Features Myanmar Financials

Investor interest grows as Yangon Stock Exchange opens to foreigners

11, Mar. 2020

Local investors in Myanmar scan share prices on an electric signboard at the Yangon Stock Exchange in Yangon on Feb. 10, 2020. (NNA)
Local investors in Myanmar scan share prices on an electric signboard at the Yangon Stock Exchange in Yangon on Feb. 10, 2020. (NNA)

By Mami Saito

YANGON, NNA - The long-awaited liberalization of trading to foreigners at the Yangon Stock Exchange (YSX) on March 20 has sparked interest among investors anticipating better stock performance.

On Tuesday, financial institutions in Myanmar began to accept foreign applications for brokerage accounts to trade at the YSX, the country's first stock exchange that was launched in March 2016.

The participation of foreign investors is expected to vitalize the stock market in Myanmar where share prices have remained sluggish because only locals and Myanmar-owned companies were allowed to trade in the past four years.

Also, only five companies are listed on the bourse. They include First Myanmar Investment Public Co., a subsidiary of Serge Pun & Associates Group, and Myanmar Thilawa SEZ Holdings Public Ltd., which is developing the Thilawa Special Economic Zone on the outskirts of Yangon.

The other three are Myanmar Citizens Bank Ltd, First Private Bank Ltd.and TMH Telecom Public Co. Ever Flow River Public Co., a major local logistics service provider, will be the sixth company to be listed on March 20.

Yangon Stock Exchange Joint Venture Co., the operator of the exchange, was established under a joint venture by the Myanmar Economic Bank, Japan's Daiwa Institute of Research Ltd. and Japan Exchange Group Inc. (JPX).

The Securities and Exchange Commission (SEC) of Myanmar has stated that foreign individuals and locally-registered companies would be allowed to invest up to 35 percent in listed shares. The cap is necessary to ensure that local companies do not lose their registration required for them to be listed.

Hideki Matsushita, 55, a Japanese resident living in Yangon, became the first foreigner to open an account at the Myanmar Securities Exchange Centre (MSEC), a local subsidiary of Japan's Daiwa Securities Group Inc.

Matsushita, chief operating officer of Yangon-based Tokio Investment Co., said he will invest the company's funds in listed shares as he has confidence in the growth of Myanmar.

Matsushita, who has seen Myanmar's seven-year civilian rule, said, "The opening of the stock market to foreigners will help draw foreign investors' attention to Myanmar.

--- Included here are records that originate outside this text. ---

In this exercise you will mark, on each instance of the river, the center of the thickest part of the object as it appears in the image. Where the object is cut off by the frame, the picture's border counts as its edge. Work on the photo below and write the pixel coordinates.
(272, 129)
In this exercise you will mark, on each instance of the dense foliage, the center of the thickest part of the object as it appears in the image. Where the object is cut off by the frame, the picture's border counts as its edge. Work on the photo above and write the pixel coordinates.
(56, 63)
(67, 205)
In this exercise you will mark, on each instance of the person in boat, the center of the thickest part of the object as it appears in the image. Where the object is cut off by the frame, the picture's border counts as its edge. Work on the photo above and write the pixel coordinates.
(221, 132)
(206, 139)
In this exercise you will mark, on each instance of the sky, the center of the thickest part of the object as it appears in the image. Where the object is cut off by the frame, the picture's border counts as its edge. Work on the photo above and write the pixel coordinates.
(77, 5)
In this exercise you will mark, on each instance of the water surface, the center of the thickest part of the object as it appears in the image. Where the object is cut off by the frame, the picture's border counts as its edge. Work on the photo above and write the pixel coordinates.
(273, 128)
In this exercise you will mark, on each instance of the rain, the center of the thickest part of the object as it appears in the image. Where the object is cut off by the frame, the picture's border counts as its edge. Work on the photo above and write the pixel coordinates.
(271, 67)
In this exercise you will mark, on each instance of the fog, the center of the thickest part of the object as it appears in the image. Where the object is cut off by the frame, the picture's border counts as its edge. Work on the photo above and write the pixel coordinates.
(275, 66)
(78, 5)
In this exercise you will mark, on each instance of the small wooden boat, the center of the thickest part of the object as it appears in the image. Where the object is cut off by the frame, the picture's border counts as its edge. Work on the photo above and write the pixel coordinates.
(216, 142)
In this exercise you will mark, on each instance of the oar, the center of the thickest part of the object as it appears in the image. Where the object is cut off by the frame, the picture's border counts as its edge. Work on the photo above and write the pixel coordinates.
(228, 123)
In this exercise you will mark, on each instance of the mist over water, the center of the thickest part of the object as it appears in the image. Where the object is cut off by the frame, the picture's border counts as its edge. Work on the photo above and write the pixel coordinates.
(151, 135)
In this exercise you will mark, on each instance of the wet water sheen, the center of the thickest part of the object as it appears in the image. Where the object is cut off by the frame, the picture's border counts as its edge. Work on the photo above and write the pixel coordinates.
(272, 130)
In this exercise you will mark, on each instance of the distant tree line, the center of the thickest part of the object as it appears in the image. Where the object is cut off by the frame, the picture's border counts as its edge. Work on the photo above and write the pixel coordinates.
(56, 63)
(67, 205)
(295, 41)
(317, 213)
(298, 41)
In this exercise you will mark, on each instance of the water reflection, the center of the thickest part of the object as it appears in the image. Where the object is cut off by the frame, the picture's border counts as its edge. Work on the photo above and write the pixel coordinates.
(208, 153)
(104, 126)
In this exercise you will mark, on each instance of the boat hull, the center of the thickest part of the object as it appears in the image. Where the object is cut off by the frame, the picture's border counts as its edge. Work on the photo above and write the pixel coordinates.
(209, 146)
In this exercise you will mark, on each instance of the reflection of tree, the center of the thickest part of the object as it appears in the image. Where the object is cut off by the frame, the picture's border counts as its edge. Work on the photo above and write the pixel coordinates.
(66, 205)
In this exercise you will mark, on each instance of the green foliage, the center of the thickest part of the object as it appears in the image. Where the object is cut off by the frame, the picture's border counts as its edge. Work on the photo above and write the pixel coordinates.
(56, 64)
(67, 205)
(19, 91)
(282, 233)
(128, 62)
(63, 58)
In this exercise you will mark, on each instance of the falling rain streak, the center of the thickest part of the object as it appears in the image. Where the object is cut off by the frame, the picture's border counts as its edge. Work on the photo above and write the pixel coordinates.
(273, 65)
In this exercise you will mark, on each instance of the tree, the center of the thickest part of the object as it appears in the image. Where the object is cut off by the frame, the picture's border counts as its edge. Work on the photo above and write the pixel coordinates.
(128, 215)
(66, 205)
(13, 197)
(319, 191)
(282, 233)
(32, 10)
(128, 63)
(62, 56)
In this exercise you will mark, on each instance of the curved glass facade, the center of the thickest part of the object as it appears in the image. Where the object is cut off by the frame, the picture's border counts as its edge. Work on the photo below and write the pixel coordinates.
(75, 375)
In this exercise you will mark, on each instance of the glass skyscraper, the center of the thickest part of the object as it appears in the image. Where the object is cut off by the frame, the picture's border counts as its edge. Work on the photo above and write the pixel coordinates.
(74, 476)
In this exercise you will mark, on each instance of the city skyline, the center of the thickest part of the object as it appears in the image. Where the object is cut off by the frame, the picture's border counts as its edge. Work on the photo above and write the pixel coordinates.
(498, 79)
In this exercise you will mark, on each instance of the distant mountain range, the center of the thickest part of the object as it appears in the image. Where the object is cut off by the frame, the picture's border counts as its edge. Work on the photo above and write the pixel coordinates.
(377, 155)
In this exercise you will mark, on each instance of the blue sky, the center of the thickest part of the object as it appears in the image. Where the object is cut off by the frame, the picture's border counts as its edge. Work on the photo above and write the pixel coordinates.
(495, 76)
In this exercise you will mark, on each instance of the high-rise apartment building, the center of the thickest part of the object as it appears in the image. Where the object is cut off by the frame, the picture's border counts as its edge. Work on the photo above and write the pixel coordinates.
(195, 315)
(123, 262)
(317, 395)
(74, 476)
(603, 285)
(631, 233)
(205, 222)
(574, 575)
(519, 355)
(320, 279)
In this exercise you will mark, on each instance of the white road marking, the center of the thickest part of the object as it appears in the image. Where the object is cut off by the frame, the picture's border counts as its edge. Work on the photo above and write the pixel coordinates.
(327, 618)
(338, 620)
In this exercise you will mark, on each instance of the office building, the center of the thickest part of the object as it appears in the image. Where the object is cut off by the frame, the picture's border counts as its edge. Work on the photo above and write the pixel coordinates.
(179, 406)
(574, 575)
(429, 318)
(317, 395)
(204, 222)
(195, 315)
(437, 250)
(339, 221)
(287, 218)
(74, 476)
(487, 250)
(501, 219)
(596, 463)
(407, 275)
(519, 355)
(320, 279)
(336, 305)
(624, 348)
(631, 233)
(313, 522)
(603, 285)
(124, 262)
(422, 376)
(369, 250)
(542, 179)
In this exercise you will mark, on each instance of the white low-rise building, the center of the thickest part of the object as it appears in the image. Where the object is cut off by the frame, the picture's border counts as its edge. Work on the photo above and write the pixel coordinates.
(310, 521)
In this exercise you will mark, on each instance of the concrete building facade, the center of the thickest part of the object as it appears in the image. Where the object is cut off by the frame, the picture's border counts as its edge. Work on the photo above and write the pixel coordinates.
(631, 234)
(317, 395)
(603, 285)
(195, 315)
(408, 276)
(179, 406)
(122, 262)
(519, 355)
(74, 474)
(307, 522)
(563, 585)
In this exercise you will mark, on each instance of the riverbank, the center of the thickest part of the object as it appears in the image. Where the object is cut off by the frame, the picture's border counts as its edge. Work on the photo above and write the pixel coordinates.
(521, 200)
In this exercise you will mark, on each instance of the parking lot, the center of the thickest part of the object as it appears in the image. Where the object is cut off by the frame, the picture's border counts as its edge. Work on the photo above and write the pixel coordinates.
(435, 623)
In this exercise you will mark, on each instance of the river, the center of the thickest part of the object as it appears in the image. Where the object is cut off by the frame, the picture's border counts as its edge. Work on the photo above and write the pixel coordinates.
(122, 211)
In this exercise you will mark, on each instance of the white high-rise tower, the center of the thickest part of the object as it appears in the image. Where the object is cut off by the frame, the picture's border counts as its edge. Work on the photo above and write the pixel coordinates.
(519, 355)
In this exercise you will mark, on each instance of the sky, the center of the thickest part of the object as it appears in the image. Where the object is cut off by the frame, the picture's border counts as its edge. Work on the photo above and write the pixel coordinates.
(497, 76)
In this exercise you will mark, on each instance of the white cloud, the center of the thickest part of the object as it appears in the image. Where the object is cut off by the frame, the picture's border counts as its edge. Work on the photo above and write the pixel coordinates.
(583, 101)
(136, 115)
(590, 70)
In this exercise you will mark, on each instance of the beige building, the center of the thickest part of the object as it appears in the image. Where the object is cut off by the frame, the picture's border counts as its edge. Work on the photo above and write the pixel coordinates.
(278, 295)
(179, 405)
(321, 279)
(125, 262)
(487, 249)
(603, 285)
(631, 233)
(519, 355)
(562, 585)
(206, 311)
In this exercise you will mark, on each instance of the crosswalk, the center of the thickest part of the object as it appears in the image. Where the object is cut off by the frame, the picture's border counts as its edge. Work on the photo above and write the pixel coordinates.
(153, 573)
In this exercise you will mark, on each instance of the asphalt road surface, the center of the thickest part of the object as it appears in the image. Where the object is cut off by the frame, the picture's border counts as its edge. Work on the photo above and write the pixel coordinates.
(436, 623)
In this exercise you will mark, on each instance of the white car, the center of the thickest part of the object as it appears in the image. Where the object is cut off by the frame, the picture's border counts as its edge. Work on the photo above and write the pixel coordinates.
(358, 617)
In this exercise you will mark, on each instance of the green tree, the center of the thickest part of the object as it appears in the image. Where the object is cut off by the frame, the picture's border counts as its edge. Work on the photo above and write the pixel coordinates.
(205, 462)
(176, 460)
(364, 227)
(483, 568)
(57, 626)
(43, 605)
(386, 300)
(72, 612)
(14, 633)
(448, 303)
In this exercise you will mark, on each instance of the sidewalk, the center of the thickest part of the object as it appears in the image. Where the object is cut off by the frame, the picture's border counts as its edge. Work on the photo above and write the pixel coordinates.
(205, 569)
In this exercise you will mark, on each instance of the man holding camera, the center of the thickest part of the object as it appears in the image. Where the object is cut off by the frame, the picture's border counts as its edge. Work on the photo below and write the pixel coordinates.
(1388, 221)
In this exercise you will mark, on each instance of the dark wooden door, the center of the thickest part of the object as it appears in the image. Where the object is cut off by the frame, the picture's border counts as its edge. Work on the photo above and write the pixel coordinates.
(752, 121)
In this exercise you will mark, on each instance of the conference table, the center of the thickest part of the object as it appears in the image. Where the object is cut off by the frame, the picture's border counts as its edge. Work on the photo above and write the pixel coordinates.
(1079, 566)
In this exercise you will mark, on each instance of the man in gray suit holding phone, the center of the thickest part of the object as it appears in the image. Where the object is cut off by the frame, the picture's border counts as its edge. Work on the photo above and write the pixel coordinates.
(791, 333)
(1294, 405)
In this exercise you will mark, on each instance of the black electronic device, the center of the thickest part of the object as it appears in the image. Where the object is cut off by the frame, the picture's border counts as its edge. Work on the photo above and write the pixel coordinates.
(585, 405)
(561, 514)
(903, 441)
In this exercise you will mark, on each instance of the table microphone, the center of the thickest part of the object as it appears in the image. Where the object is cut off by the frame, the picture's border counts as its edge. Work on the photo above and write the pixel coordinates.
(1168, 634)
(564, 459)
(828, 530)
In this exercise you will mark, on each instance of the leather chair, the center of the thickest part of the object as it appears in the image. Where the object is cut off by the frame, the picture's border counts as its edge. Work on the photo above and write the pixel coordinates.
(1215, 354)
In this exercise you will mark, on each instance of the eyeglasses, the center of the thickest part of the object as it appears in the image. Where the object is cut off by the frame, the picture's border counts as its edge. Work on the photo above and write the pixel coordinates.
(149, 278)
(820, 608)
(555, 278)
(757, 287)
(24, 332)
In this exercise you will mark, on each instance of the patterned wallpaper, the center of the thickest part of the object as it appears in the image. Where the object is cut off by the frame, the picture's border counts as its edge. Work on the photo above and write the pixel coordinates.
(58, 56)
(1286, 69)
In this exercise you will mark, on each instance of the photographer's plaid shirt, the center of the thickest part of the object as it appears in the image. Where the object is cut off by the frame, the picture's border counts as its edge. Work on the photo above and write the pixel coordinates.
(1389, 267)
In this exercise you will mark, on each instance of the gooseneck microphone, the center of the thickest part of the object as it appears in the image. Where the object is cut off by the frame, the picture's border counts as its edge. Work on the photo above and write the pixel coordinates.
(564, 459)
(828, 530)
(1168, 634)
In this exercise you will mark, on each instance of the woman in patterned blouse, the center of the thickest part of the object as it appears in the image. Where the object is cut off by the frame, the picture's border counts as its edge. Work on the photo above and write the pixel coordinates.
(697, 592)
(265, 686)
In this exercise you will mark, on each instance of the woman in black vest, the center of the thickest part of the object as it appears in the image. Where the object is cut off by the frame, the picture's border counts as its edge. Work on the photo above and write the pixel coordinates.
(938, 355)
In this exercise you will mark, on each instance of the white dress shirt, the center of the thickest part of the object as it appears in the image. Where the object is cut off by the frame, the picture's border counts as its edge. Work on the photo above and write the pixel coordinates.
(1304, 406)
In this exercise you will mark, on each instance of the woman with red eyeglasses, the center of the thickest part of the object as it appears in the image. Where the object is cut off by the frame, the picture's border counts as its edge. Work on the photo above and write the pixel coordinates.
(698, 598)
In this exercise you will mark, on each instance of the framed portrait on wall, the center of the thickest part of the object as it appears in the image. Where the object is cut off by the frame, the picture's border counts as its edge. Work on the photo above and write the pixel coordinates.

We'd like to hold shares over a long period and contribute to Myanmar's economic growth."

Hideki Matsushita (L) is the first foreigner to open a securities account at the Myanmar Securities Exchange Centre in Yangon on March 10. 2020. (NNA)
Hideki Matsushita (L) is the first foreigner to open a securities account at the Myanmar Securities Exchange Centre in Yangon on March 10. 2020. (NNA)

A Myanmar investor said foreign participation especially from China will likely push up share prices. He believes Chinese investors will trade actively once the threat of the coronavirus outbreak gets under control.

Welcoming the liberalization, MSEC Managing Director Takashi Yamaguchi said the move "will undoubtedly give a boost to the market." His company noted that about 50 to 60 potential foreign customers have indicated interest.

Currently, Myanmar investors hold some 40,000 securities accounts at six brokerages operating in the Southeast Asian country. This includes MSEC, the only brokerage affiliated with Japanese companies as well as a major local bank.

A foreign investor will be allowed to hold one account only. Non-residents will be required to visit Myanmar to go through the necessary procedures to open an account.

Most securities companies can issue a letter of recommendation immediately. However, there are concerns whether banks could play their part in processing fast enough.

MYNPIX, YSX's key index, came down 0.71 percent to 476.70 on Tuesday - in step with the regional downtrend following jitters over the oil price war.